Physical examination reveals the following: temperature, 37.6°C (99.68°F); pulse, 120 beats per minute; respiratory rate, 18 breaths per minute; and blood pressure, 120/80 mm Hg. Orthostatic changes in the pulse and blood pressure are found, and there is mild, diffuse abdominal tenderness.
The following laboratory findings are reported: sodium, 140 mEq/L; potassium, 3.4 mEq/L; chloride, 90 mEq/L; bicarbonate, 35 mmol/L; and creatinine, 1.5 mg/dL. Arterial blood gas measurements on room air reveal a pH of 7.55, PCO2 of 44 mm Hg, and PO2 of 77 mm Hg.
What acid–base disturbances are present in this patient?
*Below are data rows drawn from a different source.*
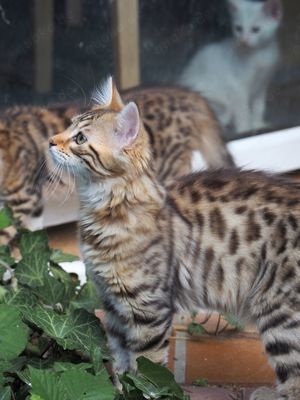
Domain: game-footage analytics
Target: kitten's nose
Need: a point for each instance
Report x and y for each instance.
(51, 143)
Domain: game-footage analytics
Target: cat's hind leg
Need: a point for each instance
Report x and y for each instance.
(263, 393)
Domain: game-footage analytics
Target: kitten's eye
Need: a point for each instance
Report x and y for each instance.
(255, 29)
(80, 138)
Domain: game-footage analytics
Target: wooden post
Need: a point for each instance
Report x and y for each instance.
(125, 32)
(43, 43)
(74, 12)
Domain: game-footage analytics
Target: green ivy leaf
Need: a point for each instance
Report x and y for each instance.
(81, 385)
(52, 292)
(13, 332)
(5, 393)
(6, 218)
(5, 255)
(87, 298)
(87, 333)
(57, 256)
(159, 376)
(33, 267)
(78, 329)
(22, 299)
(55, 325)
(65, 278)
(147, 388)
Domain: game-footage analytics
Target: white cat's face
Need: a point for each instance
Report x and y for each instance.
(255, 23)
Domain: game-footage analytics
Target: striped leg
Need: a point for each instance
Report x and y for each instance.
(263, 394)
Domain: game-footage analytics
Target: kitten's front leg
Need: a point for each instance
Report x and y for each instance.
(242, 116)
(123, 359)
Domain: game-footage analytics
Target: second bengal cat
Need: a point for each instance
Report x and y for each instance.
(177, 121)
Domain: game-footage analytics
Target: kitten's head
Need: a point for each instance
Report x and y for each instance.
(255, 23)
(107, 142)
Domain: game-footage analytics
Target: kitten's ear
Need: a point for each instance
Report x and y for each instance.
(107, 95)
(102, 95)
(273, 8)
(128, 125)
(233, 5)
(116, 103)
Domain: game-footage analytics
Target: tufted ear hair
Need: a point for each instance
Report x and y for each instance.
(107, 95)
(273, 8)
(128, 125)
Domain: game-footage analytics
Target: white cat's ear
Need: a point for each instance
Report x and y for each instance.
(233, 5)
(128, 125)
(107, 95)
(273, 8)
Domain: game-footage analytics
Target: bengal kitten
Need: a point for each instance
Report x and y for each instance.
(178, 122)
(224, 240)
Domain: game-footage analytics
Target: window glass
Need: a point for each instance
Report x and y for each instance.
(242, 55)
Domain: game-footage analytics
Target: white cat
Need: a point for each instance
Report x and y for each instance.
(234, 74)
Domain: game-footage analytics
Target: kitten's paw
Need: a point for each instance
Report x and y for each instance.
(263, 394)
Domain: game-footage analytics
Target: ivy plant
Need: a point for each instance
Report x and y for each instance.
(52, 346)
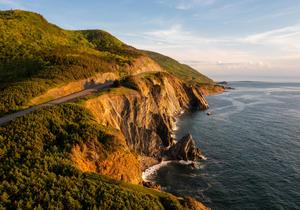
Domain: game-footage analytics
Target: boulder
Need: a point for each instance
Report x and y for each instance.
(185, 149)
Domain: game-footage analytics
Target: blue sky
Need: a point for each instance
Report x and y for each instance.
(225, 39)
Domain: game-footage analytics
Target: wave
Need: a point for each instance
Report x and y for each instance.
(153, 169)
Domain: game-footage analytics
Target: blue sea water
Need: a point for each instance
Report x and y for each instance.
(252, 145)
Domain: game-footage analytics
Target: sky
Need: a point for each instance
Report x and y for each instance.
(224, 39)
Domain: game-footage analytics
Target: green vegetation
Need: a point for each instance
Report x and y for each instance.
(182, 71)
(36, 55)
(36, 170)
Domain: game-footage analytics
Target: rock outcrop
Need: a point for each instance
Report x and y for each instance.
(145, 116)
(185, 149)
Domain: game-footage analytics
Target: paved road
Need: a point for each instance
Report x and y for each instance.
(96, 88)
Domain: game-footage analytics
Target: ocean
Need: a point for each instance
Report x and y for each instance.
(252, 145)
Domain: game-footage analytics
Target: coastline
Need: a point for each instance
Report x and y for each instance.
(150, 165)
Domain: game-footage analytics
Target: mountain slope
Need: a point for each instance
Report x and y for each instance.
(36, 56)
(182, 71)
(59, 157)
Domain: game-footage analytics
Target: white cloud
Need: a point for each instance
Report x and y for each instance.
(186, 4)
(11, 3)
(275, 50)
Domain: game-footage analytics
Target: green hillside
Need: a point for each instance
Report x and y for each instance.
(36, 170)
(36, 55)
(182, 71)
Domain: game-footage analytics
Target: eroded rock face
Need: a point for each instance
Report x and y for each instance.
(185, 149)
(146, 116)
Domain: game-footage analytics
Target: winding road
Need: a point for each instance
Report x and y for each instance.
(85, 92)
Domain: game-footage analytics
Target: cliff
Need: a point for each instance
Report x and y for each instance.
(143, 116)
(59, 154)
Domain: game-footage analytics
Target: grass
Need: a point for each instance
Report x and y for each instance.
(36, 170)
(181, 71)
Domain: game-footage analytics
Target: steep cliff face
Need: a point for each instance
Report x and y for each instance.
(145, 116)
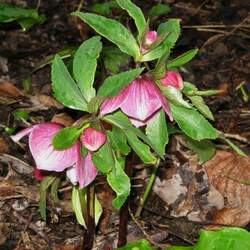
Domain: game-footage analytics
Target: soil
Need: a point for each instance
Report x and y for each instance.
(220, 29)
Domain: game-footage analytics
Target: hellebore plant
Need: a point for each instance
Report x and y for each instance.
(124, 102)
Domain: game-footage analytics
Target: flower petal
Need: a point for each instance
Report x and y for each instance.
(21, 134)
(173, 79)
(43, 152)
(86, 170)
(112, 104)
(142, 100)
(93, 139)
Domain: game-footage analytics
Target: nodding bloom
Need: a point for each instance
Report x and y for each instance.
(142, 99)
(149, 39)
(172, 78)
(48, 158)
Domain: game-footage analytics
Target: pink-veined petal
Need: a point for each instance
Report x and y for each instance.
(43, 152)
(86, 170)
(142, 100)
(150, 38)
(173, 79)
(92, 139)
(21, 134)
(113, 103)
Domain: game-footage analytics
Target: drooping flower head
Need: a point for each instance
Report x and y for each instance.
(140, 100)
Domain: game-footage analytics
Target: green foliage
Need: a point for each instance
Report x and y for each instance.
(157, 132)
(114, 84)
(182, 59)
(84, 66)
(197, 101)
(104, 8)
(205, 149)
(171, 30)
(65, 89)
(113, 31)
(158, 10)
(136, 13)
(66, 138)
(25, 17)
(192, 123)
(114, 59)
(120, 183)
(224, 239)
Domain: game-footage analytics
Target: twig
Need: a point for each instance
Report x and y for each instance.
(148, 189)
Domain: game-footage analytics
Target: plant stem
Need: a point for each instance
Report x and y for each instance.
(148, 189)
(89, 234)
(124, 214)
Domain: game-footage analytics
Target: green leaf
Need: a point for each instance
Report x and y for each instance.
(79, 205)
(113, 31)
(137, 245)
(114, 59)
(141, 149)
(173, 29)
(118, 140)
(135, 12)
(25, 17)
(174, 95)
(192, 123)
(114, 84)
(65, 89)
(66, 138)
(44, 185)
(197, 101)
(205, 149)
(104, 159)
(121, 121)
(157, 132)
(120, 183)
(182, 59)
(104, 8)
(159, 9)
(225, 239)
(84, 66)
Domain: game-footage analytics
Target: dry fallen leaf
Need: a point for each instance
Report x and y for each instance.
(226, 171)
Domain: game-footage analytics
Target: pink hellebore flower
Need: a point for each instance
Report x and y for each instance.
(140, 100)
(91, 139)
(149, 39)
(173, 79)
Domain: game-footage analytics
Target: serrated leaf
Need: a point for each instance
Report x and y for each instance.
(224, 239)
(66, 138)
(65, 89)
(141, 149)
(118, 141)
(135, 12)
(104, 159)
(157, 131)
(174, 95)
(114, 84)
(122, 121)
(173, 29)
(113, 31)
(192, 123)
(120, 183)
(205, 149)
(104, 8)
(84, 66)
(182, 59)
(114, 59)
(159, 9)
(198, 101)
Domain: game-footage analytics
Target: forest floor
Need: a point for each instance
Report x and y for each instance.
(221, 31)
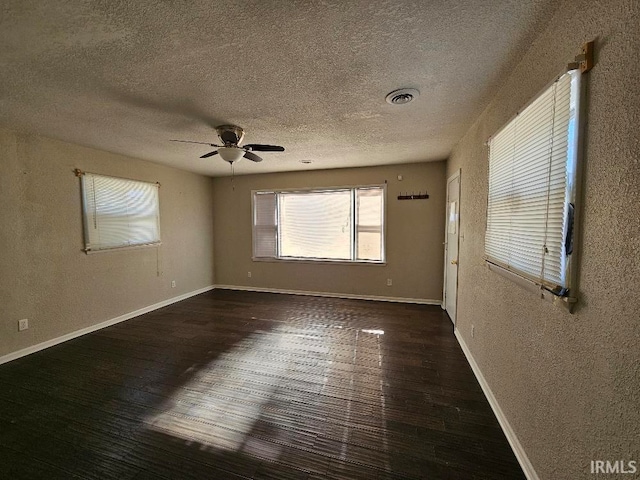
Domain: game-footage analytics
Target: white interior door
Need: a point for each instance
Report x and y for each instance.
(452, 234)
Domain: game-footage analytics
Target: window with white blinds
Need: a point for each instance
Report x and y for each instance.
(532, 172)
(119, 212)
(343, 224)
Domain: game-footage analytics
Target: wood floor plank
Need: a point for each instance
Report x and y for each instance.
(244, 385)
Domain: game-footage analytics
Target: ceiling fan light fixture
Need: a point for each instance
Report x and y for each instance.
(231, 154)
(402, 96)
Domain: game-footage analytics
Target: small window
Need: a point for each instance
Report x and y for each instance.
(342, 224)
(532, 176)
(119, 212)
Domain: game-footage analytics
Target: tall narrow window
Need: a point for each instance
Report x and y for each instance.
(532, 172)
(119, 212)
(343, 224)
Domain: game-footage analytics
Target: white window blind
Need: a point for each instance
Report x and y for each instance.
(344, 224)
(531, 181)
(265, 240)
(315, 225)
(119, 212)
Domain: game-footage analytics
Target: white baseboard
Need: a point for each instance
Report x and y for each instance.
(421, 301)
(99, 326)
(519, 452)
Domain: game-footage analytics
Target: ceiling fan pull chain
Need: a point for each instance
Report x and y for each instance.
(233, 185)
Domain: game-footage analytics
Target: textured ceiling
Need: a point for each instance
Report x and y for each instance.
(128, 76)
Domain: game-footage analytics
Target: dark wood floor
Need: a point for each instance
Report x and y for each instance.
(248, 385)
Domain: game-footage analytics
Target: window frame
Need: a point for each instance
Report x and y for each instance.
(353, 225)
(90, 248)
(567, 296)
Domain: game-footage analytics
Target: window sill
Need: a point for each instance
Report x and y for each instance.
(318, 261)
(117, 249)
(534, 287)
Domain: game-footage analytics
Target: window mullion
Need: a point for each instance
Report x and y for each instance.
(354, 222)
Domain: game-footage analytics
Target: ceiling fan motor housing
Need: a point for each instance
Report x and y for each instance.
(230, 134)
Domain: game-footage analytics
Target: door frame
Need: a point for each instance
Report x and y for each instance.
(446, 243)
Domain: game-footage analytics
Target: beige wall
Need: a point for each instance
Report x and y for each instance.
(415, 232)
(568, 384)
(46, 277)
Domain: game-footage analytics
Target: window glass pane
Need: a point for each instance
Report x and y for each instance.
(530, 173)
(119, 212)
(315, 224)
(369, 229)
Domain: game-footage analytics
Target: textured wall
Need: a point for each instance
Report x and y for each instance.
(45, 275)
(415, 232)
(568, 384)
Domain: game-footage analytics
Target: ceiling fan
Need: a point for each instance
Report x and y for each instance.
(231, 137)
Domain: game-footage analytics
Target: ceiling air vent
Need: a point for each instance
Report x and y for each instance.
(402, 96)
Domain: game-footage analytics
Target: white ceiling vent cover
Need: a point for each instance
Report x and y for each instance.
(402, 96)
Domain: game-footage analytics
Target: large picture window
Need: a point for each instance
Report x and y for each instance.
(119, 212)
(532, 175)
(341, 224)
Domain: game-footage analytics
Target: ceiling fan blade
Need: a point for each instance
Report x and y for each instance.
(252, 156)
(257, 147)
(189, 141)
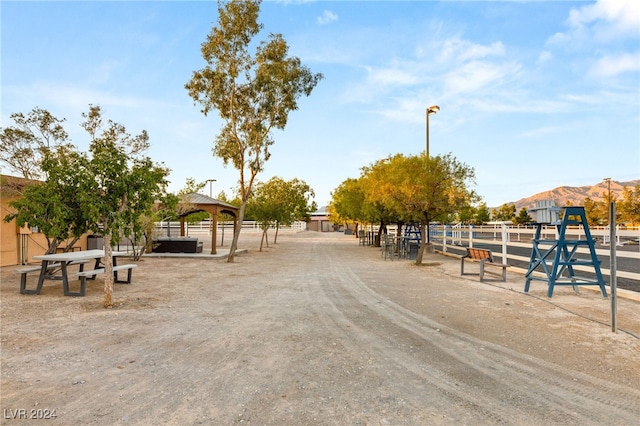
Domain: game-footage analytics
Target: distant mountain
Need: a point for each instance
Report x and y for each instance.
(575, 195)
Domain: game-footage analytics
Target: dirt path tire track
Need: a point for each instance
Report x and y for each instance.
(473, 379)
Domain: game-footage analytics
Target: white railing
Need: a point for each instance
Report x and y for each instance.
(515, 243)
(204, 228)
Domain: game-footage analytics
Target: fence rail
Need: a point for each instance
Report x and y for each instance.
(514, 245)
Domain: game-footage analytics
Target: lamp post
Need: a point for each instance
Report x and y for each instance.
(210, 186)
(613, 263)
(431, 110)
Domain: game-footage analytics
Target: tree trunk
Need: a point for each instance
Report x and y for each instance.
(236, 233)
(423, 245)
(264, 238)
(108, 271)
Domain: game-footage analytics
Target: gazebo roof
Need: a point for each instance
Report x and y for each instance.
(199, 202)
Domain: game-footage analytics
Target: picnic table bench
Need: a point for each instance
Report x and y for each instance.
(91, 274)
(55, 267)
(50, 267)
(484, 257)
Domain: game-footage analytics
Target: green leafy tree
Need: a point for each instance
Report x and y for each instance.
(630, 205)
(25, 144)
(279, 202)
(253, 94)
(483, 215)
(420, 188)
(506, 212)
(123, 184)
(54, 206)
(347, 202)
(596, 211)
(467, 214)
(523, 217)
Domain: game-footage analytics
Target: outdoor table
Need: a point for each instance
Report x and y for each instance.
(64, 259)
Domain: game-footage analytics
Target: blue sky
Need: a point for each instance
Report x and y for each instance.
(533, 95)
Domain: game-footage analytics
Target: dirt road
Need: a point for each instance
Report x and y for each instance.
(317, 330)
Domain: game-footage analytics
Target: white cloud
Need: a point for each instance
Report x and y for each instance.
(603, 21)
(457, 50)
(327, 17)
(477, 75)
(545, 56)
(609, 66)
(391, 76)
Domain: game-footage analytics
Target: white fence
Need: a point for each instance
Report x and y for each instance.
(204, 228)
(514, 244)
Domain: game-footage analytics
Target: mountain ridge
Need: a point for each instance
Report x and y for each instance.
(562, 195)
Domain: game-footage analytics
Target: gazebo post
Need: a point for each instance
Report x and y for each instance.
(214, 231)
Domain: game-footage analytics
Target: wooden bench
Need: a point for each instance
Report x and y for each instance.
(36, 268)
(484, 257)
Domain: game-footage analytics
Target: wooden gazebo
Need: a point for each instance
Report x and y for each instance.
(194, 202)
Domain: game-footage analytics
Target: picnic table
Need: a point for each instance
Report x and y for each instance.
(55, 267)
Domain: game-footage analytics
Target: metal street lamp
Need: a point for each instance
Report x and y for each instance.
(431, 110)
(210, 185)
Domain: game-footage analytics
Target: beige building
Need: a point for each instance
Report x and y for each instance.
(19, 245)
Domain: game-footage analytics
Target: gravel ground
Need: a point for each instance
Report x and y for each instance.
(316, 330)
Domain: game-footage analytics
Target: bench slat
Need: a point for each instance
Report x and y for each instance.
(484, 257)
(92, 273)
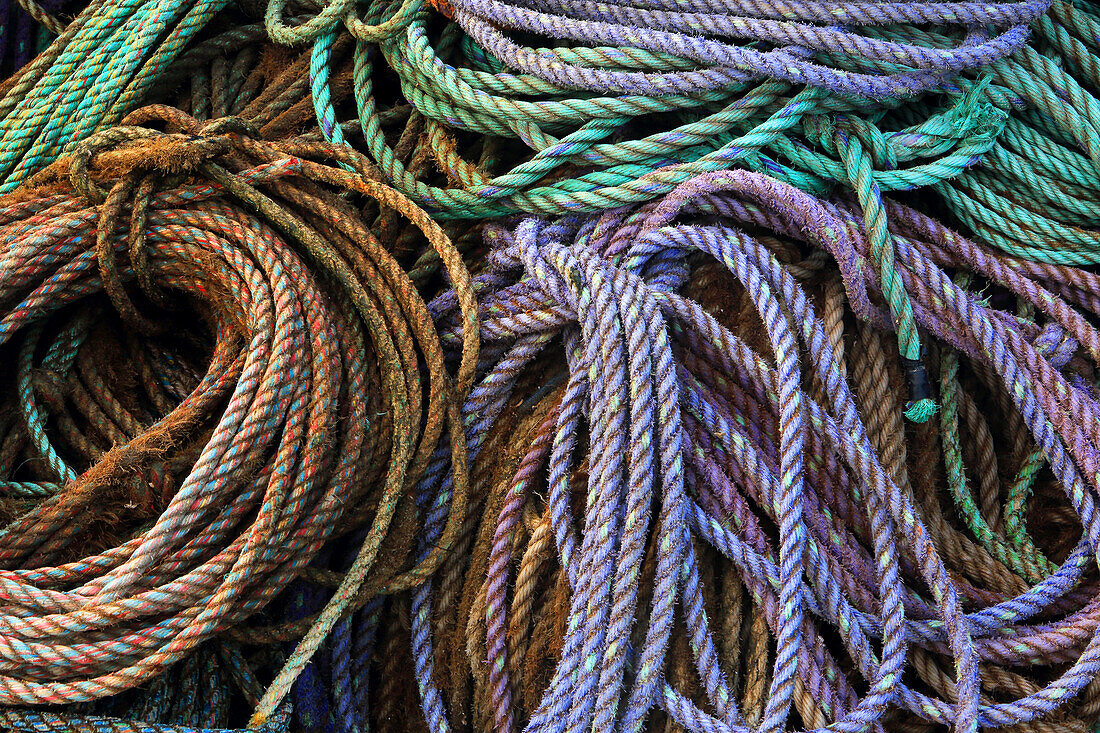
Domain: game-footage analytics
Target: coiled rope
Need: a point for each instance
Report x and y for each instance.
(26, 28)
(96, 72)
(788, 487)
(312, 411)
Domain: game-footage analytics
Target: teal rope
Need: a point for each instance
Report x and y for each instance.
(90, 77)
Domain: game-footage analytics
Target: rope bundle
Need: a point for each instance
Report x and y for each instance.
(96, 72)
(693, 439)
(1034, 194)
(312, 415)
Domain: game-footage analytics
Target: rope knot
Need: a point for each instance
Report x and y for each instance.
(1056, 345)
(976, 118)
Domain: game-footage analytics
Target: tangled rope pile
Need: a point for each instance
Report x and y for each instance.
(487, 365)
(325, 395)
(695, 440)
(1034, 194)
(96, 72)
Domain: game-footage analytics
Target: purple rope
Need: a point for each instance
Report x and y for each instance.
(796, 34)
(681, 412)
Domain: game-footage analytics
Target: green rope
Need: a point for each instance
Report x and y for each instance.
(95, 73)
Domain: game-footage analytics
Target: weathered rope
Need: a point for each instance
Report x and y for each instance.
(738, 445)
(96, 72)
(26, 28)
(276, 442)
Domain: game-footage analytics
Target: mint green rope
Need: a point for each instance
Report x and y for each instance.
(99, 69)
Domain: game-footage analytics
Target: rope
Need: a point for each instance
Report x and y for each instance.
(726, 466)
(96, 72)
(246, 469)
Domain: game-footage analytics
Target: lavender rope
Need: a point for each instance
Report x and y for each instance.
(689, 429)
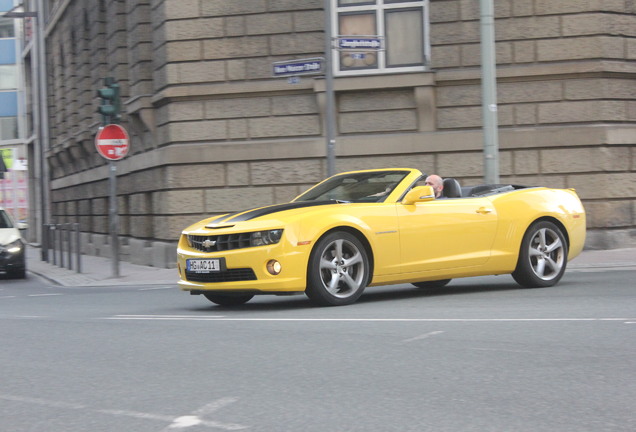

What are the possible causes of this patient’s metabolic alkalosis, and what laboratory test might be useful to elucidate the nature of the cause?
What factors are responsible for the generation and maintenance of the metabolic alkalosis in this patient?
If the patient’s vomiting were to stop spontaneously, would the acid–base disturbance also resolve?
How would you treat this patient?
Case Discussion
What acid–base disturbances are present in this patient?
The patient is alkalemic (pH, 7.55). Therefore, either a metabolic alkalosis or a respiratory alkalosis, or both, exist. The serum bicarbonate level is elevated to 35 mEq/L, and this indicates a metabolic alkalosis. In the setting of a respiratory
alkalosis, the PCO2 would be decreased, which is not the case in this patient. In the setting of metabolic alkalosis, the expected respiratory compensation (hypoventilation) would increase the PCO2. Because the PCO2 of 44 mm Hg is an increased value, this further supports the presence of a simple metabolic alkalosis with appropriate respiratory compensation.